Coming Through the Ryewill be screened tonight at 7 at Northern Stage’s Barrette Center for the Arts in White River Junction. Admission to the film alone costs $7 to $9 at the door. Viewers attending the 6 p.m. gala that precedes the movie pay $40. For more information about the screening, visit wrif.org.
Rest of the Fest On the theme of “Local Heroes,” the White River Indie Festival opens this afternoon at 4 in Northern Stage’s Barrette Center for the Arts, with a two-hour, mixed-media presentation on the evolution of logging in northern New England.

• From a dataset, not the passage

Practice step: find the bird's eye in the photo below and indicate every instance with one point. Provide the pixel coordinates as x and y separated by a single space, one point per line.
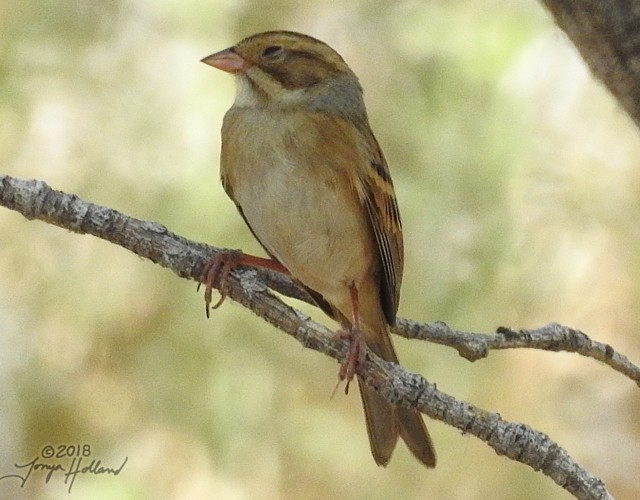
271 50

Filmmaker Herb Di Gioia screens the digital restoration of Chester Grimes, his and colleague David Hancock’s 1970 documentary portrait of a Northeast Kingdom man who logs with horses. Afterward, poet Verandah Porche and painter Kathleen Kolb will discuss their collaboration on the exhibit, “Shedding Light on the Working Forest,” selections from which will be displayed throughout the festival; admission is free on a first-come, first-served basis.

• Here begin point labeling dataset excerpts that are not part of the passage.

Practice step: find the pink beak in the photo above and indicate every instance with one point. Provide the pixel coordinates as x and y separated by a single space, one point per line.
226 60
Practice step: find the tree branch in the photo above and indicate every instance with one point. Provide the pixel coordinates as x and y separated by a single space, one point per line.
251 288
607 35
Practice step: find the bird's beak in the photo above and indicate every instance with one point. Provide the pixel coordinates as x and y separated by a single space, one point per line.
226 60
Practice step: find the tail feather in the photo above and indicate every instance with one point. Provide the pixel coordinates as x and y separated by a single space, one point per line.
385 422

The festival’s hectic Saturday schedule opens in the Barrette Center’s Schleicher Studio with free, back-to-back screenings of two documentaries by Bill Phillips, a veteran screenwriter and Dartmouth film instructor. At 9 is the 30-minute On the Trail, Phillips’ 2010 portrayal of the Green Mountain Horse Association’s annual three-day, 100-mile competitive trail ride. At 9:30 comes the hourlong Sabra, a review of East Barnard printmaker Sabra Field’s life and work.
Saturday night at 7, the Upper Valley creators of the web-TV series Parmelee will unveil a compilation of the first four episodes in the Barrette Center’s Byrne Theater; admission is $7 to $9.
Also at 7 on Saturday, at the Center for Cartoon Studies, Dartmouth film professor Jodie Mack will present 70 minutes worth of short animated films, chosen by students in her Curating and Microcinema class, focusing on how women and girls are depicted in comics.
Screenings during Sunday’s showcase of regional short films in the Schleicher Studio include the 29-minute Winter Light, Hanover High School graduate Julian Higgins’ adaptation of a James Lee Burke story about a confrontation in Montana between a college professor and two hunters trespassing on his property.
The showcase also will feature Don’t Leave Me Hanging, Hanover native Samantha Davidson Green’s adaptation of a play by Strafford resident and Thetford Academy graduate Lillian Schley.
The festival wraps on Monday night with a screening at 7 of the documentary Zydeco Crossroads followed by dance party at which the Planet Zydeco ensemble will set the rhythm. Admission is $20.
Passes to all events at the White River Indie Festival from today through Monday cost $125 plus a processing fee. Passes for individual days cost $35 plus processing fee on Saturday and Sunday. For more information on the festival offerings and schedule, visit wrif.org.
Extra(s)! Extra(s)! Hanover High School graduates Thea Brooks and Matt Celia, now making their way in the wider worlds of theater, filmmaking and performance art, are looking for Upper Valley residents of all ages to act as extras in the short movie that they’ll be shooting in Norwich and Fairlee, among other nearby locations, during the first full week of June.
Brooks, who wrote the screenplay, outlined plans for the shoot during a community meeting Wednesday evening at Norwich’s Marion Cross School, which she attended in the 1990s. She said that while the main characters have been cast — among them Vermont actor/performance-art entrepreneur Rusty DeWees — for the adventure/fantasy, based on her family’s experience with a logging operation near their home in the woods, extras will be needed for some scenes. To learn more about Green, including other opportunities to support the production, visit seedandspark.com/studio/green#wishlist
Coming Attractions As a benefit for Woodstock’s Norman Williams Public Library, the Woodstock Town Hall Theatre screens Sabra, Bill Phillips’ one-hour documentary about East Barnard printmaker Sabra Field’s life and work, on Thursday night at 7:30.